The web of data is the network resulting from publishing structured data sources in RDF and interlinking these data sources with explicit links. A large quantity of structured data is being published particularly through the Linking Open Data project (http://esw.w3.org/topic/SweoIG/TaskForces/CommunityProjects/LinkingOpenData). web data sets are expressed according to one or more vocabularies or ontologies, which range from simple database schema exposure to full-fledged ontologies.
The web of data requires to interlink the various published data sources. Given the large amount of published data, it is necessary to provide means to automatically link those data. Many tools were recently proposed in order to solve this problem, each having its own characteristics.
In many cases, data sets containing similar resources are published using different ontologies. Hence, data interlinking tools need to reconcile these ontologies before finding the links between entities. This could be done automatically, but more often this is done manually and built in the link specifications. This has two drawbacks:
For that purpose, after briefly introducing the challenges of data interlinking and ontology matching, we review six data interlinking tools and the way they are built. From this analysis, we provide a general framework for data interlinking in which all these tools can be included. This framework clearly separates the data interlinking and ontology matching activities and we show how these can collaborate through three different languages for links, data linking specifications and ontology alignments. We provide examples of an expressive alignment language and a modified linking specification language that can implement this cooperation.
We briefly introduce linked data and the data interlinking problem. We provide examples of this problem and why it would require specific linking tools. We then present why these tools could take advantage of ontology matching and alignments.

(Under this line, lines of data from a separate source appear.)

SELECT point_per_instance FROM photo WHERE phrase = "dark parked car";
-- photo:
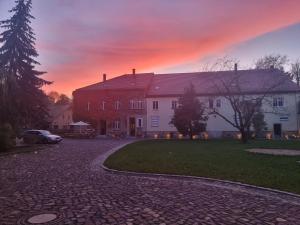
(40, 137)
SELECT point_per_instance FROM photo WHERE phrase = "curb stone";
(232, 185)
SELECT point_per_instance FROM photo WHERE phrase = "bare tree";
(277, 61)
(223, 63)
(295, 71)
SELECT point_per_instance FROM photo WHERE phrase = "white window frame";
(103, 105)
(174, 104)
(117, 105)
(138, 124)
(117, 125)
(211, 103)
(218, 103)
(278, 101)
(155, 121)
(136, 104)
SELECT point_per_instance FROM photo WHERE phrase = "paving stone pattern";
(61, 180)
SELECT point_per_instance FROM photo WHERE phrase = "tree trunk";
(244, 136)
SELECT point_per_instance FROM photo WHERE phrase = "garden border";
(232, 185)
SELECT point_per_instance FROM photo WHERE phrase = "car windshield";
(45, 132)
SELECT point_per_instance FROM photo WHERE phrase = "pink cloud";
(92, 37)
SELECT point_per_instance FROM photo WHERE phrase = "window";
(174, 104)
(278, 101)
(117, 124)
(155, 105)
(136, 104)
(139, 122)
(154, 121)
(102, 105)
(211, 103)
(117, 105)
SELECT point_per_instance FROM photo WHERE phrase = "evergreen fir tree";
(21, 80)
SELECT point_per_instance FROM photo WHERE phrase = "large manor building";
(143, 104)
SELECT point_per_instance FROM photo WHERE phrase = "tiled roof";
(127, 81)
(205, 83)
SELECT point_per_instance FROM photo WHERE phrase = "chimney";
(235, 67)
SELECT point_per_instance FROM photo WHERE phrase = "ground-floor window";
(139, 122)
(154, 121)
(117, 125)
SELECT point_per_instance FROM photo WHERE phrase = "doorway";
(277, 129)
(132, 126)
(102, 127)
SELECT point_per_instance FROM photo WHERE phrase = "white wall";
(216, 125)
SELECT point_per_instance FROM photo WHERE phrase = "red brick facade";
(118, 111)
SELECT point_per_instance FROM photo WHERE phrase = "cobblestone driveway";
(61, 180)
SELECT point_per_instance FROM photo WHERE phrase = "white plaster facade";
(286, 115)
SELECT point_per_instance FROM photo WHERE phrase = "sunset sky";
(79, 40)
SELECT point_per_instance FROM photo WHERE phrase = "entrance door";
(277, 129)
(103, 127)
(132, 126)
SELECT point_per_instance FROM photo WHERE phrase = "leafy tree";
(295, 71)
(21, 80)
(244, 106)
(189, 117)
(273, 60)
(53, 96)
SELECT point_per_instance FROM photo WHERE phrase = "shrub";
(6, 137)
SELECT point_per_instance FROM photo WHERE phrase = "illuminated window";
(211, 103)
(174, 104)
(155, 105)
(278, 101)
(117, 105)
(154, 121)
(117, 124)
(140, 122)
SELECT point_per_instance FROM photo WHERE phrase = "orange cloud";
(112, 38)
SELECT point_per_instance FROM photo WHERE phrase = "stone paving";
(63, 180)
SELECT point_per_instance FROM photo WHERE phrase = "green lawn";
(222, 159)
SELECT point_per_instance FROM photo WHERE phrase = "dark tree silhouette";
(189, 117)
(20, 80)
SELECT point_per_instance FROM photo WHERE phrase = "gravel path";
(66, 180)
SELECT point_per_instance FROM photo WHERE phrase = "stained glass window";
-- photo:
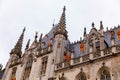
(105, 75)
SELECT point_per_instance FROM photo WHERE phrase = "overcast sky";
(39, 15)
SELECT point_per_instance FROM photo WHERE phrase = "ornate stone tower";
(15, 53)
(60, 38)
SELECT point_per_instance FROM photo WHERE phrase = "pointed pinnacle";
(101, 25)
(18, 46)
(27, 45)
(84, 31)
(64, 8)
(93, 24)
(40, 39)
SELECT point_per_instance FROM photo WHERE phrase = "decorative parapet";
(114, 50)
(44, 51)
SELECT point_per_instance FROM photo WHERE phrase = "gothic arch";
(81, 76)
(104, 73)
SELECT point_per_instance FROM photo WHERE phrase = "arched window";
(105, 75)
(28, 69)
(82, 76)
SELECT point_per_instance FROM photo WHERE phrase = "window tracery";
(28, 69)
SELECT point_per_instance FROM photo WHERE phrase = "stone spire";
(84, 31)
(36, 35)
(62, 22)
(101, 25)
(93, 25)
(27, 45)
(61, 29)
(40, 39)
(17, 49)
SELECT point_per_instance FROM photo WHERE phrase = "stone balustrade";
(44, 51)
(89, 57)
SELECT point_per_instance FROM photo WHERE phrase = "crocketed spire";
(17, 49)
(101, 25)
(62, 22)
(61, 29)
(27, 45)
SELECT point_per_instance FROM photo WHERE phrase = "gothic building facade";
(54, 57)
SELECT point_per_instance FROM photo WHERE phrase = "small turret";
(17, 49)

The web of data is based on the following four principles [bernerslee:2009]:
As long as they follow these rules, linked data can be published in various ways (RDF data sets, SPARQL endpoints, XHTML+RDFa pages [adida2008b], databases exposed through HTTP [bizer:2003,sahoo2009a]). Web data sets can also be constructed collaboratively, through the use of specialised tools [volkel:2006]. Two ways of publishing data can be distinguished. On one side, the publication of data sets: they can originate from relational databases or XML documents, exported in RDF and described according to a web ontology . Another way is to directly include structured data as annotations in HTML pages, using the W3C standard RDFa In this work, we primarily consider methods and tools working with web data sets.

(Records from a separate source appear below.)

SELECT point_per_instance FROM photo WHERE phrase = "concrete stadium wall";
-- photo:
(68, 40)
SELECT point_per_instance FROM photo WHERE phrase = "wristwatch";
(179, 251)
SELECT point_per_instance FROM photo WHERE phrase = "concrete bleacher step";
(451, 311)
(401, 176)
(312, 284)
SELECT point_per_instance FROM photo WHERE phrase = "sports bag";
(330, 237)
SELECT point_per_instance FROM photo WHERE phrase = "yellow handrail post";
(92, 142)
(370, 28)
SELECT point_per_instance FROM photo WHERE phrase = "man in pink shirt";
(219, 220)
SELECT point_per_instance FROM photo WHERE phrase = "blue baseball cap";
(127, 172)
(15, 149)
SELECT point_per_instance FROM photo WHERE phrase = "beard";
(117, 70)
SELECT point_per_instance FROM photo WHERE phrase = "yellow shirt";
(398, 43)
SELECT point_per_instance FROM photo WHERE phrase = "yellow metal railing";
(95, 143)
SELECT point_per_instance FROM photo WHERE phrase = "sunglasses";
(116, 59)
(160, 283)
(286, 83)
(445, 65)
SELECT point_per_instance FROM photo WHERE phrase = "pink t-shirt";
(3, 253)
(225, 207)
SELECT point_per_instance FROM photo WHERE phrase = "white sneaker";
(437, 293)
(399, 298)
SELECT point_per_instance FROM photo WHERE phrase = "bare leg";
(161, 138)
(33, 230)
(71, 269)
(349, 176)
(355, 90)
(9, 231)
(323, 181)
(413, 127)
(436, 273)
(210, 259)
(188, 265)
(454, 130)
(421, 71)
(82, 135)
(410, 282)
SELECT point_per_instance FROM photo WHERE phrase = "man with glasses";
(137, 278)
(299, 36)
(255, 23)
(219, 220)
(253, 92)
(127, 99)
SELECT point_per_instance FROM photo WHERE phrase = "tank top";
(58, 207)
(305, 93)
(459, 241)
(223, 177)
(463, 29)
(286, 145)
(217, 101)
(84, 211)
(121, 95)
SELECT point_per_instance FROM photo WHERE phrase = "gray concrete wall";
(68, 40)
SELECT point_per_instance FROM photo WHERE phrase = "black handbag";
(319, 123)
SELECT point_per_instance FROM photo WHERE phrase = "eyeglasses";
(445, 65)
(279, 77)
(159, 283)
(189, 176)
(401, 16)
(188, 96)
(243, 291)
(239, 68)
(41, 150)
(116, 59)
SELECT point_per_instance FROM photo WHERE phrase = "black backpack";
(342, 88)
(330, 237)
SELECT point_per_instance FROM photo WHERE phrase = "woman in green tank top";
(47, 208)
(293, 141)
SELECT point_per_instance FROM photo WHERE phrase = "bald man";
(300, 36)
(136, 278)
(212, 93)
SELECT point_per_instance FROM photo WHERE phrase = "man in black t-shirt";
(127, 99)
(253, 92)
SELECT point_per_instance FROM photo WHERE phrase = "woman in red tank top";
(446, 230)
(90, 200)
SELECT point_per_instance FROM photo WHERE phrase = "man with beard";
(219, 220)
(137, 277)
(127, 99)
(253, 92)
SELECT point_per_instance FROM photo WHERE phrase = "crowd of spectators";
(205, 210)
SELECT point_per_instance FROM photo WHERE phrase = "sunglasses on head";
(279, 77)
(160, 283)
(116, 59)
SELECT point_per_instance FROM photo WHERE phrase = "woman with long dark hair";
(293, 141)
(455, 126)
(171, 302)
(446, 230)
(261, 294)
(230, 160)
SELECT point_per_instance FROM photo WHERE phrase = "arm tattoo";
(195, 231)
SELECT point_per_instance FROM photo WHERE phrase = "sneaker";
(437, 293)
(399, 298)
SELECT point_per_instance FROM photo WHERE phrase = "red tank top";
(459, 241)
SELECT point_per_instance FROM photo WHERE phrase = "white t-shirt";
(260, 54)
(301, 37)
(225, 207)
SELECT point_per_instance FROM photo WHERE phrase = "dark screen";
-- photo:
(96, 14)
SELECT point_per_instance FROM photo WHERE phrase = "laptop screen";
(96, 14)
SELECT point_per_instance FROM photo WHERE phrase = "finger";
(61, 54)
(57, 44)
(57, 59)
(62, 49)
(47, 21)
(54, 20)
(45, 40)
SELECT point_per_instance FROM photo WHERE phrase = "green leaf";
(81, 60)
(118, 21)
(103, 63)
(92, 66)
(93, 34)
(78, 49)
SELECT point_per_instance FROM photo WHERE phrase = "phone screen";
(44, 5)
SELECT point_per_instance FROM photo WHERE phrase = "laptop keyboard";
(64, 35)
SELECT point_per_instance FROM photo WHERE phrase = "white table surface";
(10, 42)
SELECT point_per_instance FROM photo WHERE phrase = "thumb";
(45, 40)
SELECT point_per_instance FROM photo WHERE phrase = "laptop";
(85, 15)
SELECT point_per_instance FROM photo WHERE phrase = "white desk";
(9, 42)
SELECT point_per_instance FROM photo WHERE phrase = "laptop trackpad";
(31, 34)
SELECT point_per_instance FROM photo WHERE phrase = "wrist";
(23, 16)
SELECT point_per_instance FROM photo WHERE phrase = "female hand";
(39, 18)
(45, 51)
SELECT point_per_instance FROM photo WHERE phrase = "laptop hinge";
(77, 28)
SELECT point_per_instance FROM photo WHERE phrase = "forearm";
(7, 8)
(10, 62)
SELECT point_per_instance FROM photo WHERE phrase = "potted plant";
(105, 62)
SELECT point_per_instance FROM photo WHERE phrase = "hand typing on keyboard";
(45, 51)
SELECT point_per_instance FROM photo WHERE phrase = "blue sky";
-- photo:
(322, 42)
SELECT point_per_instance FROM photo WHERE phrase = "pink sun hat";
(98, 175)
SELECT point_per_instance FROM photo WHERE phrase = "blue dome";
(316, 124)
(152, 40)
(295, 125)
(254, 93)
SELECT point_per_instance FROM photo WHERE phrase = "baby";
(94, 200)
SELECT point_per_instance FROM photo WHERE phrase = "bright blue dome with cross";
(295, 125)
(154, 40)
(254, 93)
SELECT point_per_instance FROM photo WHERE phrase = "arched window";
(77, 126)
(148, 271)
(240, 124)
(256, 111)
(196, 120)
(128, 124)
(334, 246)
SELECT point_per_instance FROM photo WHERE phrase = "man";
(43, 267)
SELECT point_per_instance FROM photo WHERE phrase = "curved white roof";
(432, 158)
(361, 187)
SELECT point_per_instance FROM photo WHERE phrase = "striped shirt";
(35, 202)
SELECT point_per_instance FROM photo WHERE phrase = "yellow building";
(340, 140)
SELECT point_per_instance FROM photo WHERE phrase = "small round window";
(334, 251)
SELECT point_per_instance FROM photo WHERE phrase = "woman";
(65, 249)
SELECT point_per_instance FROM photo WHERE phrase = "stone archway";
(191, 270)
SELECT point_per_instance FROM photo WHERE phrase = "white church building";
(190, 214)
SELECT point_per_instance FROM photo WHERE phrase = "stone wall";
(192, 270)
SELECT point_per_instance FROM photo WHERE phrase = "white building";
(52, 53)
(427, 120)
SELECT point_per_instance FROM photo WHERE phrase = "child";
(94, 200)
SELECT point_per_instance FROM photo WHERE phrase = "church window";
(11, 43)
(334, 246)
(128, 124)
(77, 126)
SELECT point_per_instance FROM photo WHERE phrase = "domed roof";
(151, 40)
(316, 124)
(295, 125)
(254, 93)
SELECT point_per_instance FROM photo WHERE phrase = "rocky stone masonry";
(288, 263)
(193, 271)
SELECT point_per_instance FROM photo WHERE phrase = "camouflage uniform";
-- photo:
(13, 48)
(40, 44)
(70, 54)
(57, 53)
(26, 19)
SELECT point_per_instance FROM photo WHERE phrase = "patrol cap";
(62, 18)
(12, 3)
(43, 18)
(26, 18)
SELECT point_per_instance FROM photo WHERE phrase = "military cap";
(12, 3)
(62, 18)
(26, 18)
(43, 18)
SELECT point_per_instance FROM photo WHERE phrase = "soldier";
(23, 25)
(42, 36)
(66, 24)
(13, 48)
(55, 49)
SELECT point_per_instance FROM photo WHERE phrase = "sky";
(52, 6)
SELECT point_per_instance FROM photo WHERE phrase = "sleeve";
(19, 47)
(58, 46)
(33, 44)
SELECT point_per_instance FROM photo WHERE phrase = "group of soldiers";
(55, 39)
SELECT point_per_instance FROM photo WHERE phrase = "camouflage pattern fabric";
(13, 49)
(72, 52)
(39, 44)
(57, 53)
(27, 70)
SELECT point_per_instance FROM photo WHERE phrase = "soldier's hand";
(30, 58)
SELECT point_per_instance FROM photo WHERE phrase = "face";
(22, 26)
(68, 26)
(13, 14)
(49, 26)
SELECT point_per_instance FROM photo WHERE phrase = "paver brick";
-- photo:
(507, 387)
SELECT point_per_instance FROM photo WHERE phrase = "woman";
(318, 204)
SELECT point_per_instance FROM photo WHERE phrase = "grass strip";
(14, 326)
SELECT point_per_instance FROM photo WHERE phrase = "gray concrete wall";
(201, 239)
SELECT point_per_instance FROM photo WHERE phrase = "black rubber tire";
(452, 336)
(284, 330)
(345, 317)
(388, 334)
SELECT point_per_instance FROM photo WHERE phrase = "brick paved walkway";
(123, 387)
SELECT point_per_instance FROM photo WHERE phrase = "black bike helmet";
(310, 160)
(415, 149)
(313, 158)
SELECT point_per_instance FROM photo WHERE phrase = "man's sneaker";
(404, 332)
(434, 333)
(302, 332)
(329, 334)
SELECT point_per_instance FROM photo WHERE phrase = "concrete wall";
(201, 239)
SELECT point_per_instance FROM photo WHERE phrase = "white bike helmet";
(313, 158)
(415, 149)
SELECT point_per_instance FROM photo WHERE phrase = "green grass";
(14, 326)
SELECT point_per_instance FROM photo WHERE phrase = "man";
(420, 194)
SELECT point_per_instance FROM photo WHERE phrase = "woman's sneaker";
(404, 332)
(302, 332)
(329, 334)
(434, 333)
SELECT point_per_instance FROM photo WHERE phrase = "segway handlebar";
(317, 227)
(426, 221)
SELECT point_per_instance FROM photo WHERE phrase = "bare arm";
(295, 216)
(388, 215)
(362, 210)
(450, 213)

A main problem on the web of data is to create links between entities of different data sets. Most often, this consists of identifying the same entity across different data sets and publishing a link between them as a owl:sameAs statement (shortened as sameAs hereafter). We call this task data interlinking and summarise it in the following figure:
Once identified, the links discovered between two data sets must also be published in order to be reused. The VoiD vocabulary [alexander:2009] allows for describing linksets as special data sets containing sets of links between resources of two given data sets. A linkset is represented as an RDF named graph described using VoiD annotations, as shown in the RDF/N3 code below:
{ <http://www.example.org/linkset/DBPedia-MB> a void:Linkset ; void:target <http://www.dpbedia.org>; void:target <http://www.musicbrainz.org>; } <http://www.example.org/linkset/DBPedia-MB> { <http://www.dbpedia.org/resource/Johann_Sebastian_Bach> owl:sameAs <http://www.musicbrainz.org/artist/24f1766e-9635-4d58-a4d4-9413f9f98a4c> . }
Once linksets are constructed, two approaches are proposed to retrieve equivalences between resources: it is possible to assign to each real world entity a global identifier that will then be related to every URIs describing this entity. This is the approach taken in the OKKAM project [bouquet:2008] that proposes the usage of Entity Name Servers taking the role of resource name repositories. The other approach uses equivalence lists maintained with interlinked resources across data sets. There is thus no global identifier in this approach but equivalence links can be followed using a third-party web service, e.g., http://sameas.org, or a bilatteral protocol [volz2009a]. This approach is used by the RKB explorer [glaser:2008,jaffri:2008b].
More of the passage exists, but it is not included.